BOOM, a $250 million community in Rancho Mirage near Palm Springs, is still in the early stages of development but set to break ground in 2012. The high-design space geared toward LGBT senior citizens is the result of a collaboration between principal Matthias Hollwich of the New York architecture firm Hollwich Kushner and nine other architecture firms. The architects who designed the community's eight neighborhoods were given free reign but were also challenged to think outside the box when it comes to designing for a retired life. Co.design explains:
"Each firm was given a piece of the 100-acre plot and total freedom to inject their personal style into the space. The only requirements for the architects were that their structures had to epitomize high design in order to fight the stereotypical look of retirement communities, and that none of the firms could have ever done work around aging before, so they could come to the project with fresh ideas."
Originally conceived as an LGBT retirement community, it has evolved to include residents both straight and gay, young and old. The ground plans also include a boutique hotel, a health spa and wellness center, and a playground for visiting grandchildren (the Healing Funhouse designed by Arakawa plus Gins). We got in touch with Matthias Hollwich to ask about his unorthodox approach to designing for a retired life--and more importantly, when can we move in?

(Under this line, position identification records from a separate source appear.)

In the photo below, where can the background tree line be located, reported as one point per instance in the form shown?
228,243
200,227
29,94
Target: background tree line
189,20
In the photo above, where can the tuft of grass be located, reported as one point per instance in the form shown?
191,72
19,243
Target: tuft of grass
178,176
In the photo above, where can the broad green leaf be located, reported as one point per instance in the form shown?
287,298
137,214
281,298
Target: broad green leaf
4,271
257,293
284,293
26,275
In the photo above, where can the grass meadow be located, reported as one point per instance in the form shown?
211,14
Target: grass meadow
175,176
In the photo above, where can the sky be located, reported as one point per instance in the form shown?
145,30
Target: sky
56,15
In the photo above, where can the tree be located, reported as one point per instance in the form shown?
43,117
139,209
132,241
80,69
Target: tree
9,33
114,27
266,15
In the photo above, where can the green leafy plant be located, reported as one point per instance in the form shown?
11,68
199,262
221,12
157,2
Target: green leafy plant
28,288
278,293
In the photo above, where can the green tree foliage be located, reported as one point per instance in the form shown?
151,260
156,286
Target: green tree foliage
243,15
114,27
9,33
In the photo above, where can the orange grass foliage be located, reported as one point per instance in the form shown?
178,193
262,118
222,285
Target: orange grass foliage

HP: Talk about your decision to make BOOM a pedestrian-only community. It's good urban planning, but why is it especially important for senior citizens?
MH: One of the key issues is creating a different environment, and pedestrian community is something unique and novel. Since we can design a new urban condition, the choice was easy--nobody really wants to have a car in their leisure area--but when you look closely, every house is reachable by car, but you can walk to every other building / neighborhood without crossing a street.
HP: You've decided to include prospective BOOM residents in the development phase, as opposed to presenting a final product at the end of the construction. How are you accomplishing this?
Yes, this is one of the big missions we have. Right now we are building out our Facebook presence (BOOM Communities) and have a feedback tool on www.boomforlife.com. In the future we will have the "BOOM Configurator" on Facebook, where people can give feedback on the design, communicate with the architects, and also verify their activity interests with what BOOM is offering. And if we missed something in our planning, we will hear about it and incorporate it into the design.
Also, in 3-4 months we will start a 10 city tour with concerts and workshops where we invite people who are interested in the idea and / or the development to join us and work with some of the architects on the design, as well as sign up as BOOM ambassadors, community leaders, and much more.
HP: While BOOM is welcoming to all residents, you're focusing on LGBT senior citizens. What do you hope BOOM can provide LGBT residents that other senior citizen residences can't?
MH: BOOM started with the LGBT community in mind, because they are mavericks, have a different definition of family, and there is even more age discrimination than in the straight community. However, we decided that this is a 40+ community and open for all--and if retirement is part of that, then everything you need will be there for you (from socializing opportunities, continuing work / volunteering programs, health support, etc.). What BOOM will do different is that with beautiful architecture it also will have a social engine that is about community, integration, and uplift--basically prototyping a new way of life.